Raccoon Stealer Stealware

Overview

Raccoon Stealer (Raccoon) was first reported back in 2019 and has remained active to the current day with two variants, namely Raccoon and Racoon 2.0. The malware employs similar attack vectors as other stealware variants, including credential stealing, keylogging, PowerShell attack and process hollowing. The primary objective of Raccoon is to steal login data or sensitive banking information from victim systems and subsequently use them to infiltrate valuable online accounts or to commit identity fraud for further financial exploitation.

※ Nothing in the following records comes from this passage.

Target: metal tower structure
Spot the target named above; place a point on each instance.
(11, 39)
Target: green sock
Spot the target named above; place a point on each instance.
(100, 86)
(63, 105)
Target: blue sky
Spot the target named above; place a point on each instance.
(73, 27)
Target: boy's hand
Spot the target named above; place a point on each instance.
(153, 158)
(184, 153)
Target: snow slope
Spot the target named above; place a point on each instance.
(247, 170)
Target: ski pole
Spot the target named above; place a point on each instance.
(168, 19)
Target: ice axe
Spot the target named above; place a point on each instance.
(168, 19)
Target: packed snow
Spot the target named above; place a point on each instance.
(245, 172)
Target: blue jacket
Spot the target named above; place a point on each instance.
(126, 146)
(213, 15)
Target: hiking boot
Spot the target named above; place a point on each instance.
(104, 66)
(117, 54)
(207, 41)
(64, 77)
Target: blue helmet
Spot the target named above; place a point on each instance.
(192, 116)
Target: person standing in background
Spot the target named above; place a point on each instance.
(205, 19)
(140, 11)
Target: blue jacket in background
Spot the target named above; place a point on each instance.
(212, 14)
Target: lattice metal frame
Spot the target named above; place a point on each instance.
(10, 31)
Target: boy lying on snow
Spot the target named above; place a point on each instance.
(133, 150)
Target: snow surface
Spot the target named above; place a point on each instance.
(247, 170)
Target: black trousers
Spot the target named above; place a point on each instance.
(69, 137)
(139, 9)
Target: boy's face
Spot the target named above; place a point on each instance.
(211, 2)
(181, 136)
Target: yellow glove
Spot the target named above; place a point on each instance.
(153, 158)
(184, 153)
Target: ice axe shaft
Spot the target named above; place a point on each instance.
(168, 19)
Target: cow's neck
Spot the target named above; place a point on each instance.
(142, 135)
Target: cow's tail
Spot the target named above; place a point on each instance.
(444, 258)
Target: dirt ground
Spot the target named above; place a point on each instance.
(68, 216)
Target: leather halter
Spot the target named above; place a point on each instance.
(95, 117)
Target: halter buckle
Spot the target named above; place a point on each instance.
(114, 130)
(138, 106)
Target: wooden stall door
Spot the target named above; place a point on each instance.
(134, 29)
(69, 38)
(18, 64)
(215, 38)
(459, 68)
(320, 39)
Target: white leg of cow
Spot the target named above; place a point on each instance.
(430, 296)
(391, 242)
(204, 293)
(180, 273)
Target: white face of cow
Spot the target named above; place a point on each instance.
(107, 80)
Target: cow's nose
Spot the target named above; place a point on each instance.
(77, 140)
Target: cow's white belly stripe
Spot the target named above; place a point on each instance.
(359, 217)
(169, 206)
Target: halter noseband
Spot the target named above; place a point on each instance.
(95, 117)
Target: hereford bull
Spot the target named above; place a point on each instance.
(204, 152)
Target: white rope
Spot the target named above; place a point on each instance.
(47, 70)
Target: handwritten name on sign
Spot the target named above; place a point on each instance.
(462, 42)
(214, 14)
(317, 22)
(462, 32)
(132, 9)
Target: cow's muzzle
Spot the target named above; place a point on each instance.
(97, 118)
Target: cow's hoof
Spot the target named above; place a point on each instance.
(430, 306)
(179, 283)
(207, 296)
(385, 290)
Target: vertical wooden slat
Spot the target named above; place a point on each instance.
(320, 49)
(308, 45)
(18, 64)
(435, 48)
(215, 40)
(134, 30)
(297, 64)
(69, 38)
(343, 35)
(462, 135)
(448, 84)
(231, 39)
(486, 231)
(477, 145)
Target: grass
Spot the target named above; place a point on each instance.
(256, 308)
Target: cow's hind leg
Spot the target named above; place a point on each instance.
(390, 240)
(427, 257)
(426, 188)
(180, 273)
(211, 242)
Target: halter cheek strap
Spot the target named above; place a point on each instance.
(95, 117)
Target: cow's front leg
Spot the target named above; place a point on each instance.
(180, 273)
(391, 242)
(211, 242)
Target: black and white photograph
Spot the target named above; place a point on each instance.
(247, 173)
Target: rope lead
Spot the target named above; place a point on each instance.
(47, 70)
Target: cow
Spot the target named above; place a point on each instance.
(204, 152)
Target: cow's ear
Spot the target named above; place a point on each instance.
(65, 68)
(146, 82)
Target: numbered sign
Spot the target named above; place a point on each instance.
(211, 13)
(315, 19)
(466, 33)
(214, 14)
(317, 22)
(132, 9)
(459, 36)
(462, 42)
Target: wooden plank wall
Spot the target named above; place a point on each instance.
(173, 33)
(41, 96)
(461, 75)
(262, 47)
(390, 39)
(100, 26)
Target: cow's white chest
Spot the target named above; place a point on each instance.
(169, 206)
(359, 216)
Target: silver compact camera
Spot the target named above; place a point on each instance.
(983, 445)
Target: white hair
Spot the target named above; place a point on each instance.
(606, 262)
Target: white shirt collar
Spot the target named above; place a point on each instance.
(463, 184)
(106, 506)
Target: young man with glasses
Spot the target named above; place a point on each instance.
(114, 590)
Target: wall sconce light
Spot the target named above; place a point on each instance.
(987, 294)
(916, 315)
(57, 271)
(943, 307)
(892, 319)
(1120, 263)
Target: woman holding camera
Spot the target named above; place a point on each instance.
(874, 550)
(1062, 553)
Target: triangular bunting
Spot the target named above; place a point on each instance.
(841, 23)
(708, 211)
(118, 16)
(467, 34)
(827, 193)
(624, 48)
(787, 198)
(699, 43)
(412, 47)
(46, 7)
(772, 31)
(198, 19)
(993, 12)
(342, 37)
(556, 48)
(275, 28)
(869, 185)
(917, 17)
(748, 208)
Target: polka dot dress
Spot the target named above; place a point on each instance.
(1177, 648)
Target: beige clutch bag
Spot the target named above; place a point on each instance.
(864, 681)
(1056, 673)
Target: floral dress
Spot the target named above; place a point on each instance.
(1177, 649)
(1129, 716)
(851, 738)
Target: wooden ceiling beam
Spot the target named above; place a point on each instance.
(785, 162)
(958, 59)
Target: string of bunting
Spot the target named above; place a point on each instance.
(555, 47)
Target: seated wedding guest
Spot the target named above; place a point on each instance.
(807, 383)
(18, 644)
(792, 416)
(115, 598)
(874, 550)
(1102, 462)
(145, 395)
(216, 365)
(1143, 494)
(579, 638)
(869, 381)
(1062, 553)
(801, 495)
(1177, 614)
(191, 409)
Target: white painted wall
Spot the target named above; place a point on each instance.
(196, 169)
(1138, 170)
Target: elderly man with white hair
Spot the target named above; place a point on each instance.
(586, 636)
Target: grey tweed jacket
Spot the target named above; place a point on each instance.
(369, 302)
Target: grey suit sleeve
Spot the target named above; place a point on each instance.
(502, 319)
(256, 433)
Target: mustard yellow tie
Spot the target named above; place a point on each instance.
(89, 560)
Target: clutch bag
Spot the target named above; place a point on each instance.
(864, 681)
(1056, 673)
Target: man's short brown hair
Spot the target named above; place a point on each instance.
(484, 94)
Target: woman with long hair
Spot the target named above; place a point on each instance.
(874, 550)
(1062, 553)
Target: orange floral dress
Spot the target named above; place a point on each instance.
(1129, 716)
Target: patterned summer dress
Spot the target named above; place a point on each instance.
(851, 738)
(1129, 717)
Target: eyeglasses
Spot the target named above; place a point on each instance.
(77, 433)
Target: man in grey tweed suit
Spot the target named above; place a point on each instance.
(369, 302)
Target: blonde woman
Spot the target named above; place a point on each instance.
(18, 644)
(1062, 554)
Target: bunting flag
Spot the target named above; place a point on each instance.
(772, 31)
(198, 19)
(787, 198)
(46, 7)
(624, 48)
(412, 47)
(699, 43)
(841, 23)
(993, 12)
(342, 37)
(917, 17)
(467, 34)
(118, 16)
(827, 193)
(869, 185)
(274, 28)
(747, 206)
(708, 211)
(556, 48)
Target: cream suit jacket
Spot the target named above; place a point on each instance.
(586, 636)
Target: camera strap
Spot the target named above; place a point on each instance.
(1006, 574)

A significant portion of detected Raccoon credential and domain dark web leaks have come via a Russian Market threat actor. This threat actor, along with many others, uses Raccoon for its credential stealing capabilities and resulting financial gain. Raccoon targets a victim’s system after they have visited a compromised web application, often sent to the victim via a phishing email. If alerted by their EDR, a victim can search for the relevant Indicator of Compromise (IOC) to confirm any successful exploitation and initiate the recovery process.

Raccoon is a service that can be subscribed to for as little as £75 per week or £200 per month, and enables threat actors, that lack their own infrastructure and self-made capabilities to engage in credential stealing activities. The relatively affordable malware option is almost certainly attractive for criminal groups of all sizes and ranks Raccoon as a highly prevalent malware across the online domain. Raccoon is written in C++ and therefore can compromise all three major operating systems; Windows, macOS and Linux.

The Federal Bureau of Investigation (FBI) has been monitoring operations pertaining to Raccoon stealer since March 2022 and has identified more than 50 million unique leaked credentials, ranging from emails, credit card numbers and passwords. Most instances of credential leaks are via third-party exploitation, in which a member of an organisation uses their official business email to log into a personal account. Following the site becoming affected by Raccoon, the official business email flags as a breach for the associated organisation. Therefore, additional investigation is required to assess the level of danger posed by credential leaks.

As of October 2022, the founder of Raccoon was arrested in the Netherlands and now faces significant legal charges1. It is unclear how this arrest will affect the future threat landscape, but the stealware appears to remain active as of the time of writing. In April 2023, The National Technical Research Organisation (NTRO) reported that eight government entities had been targeted by the Raccoon Stealer malware.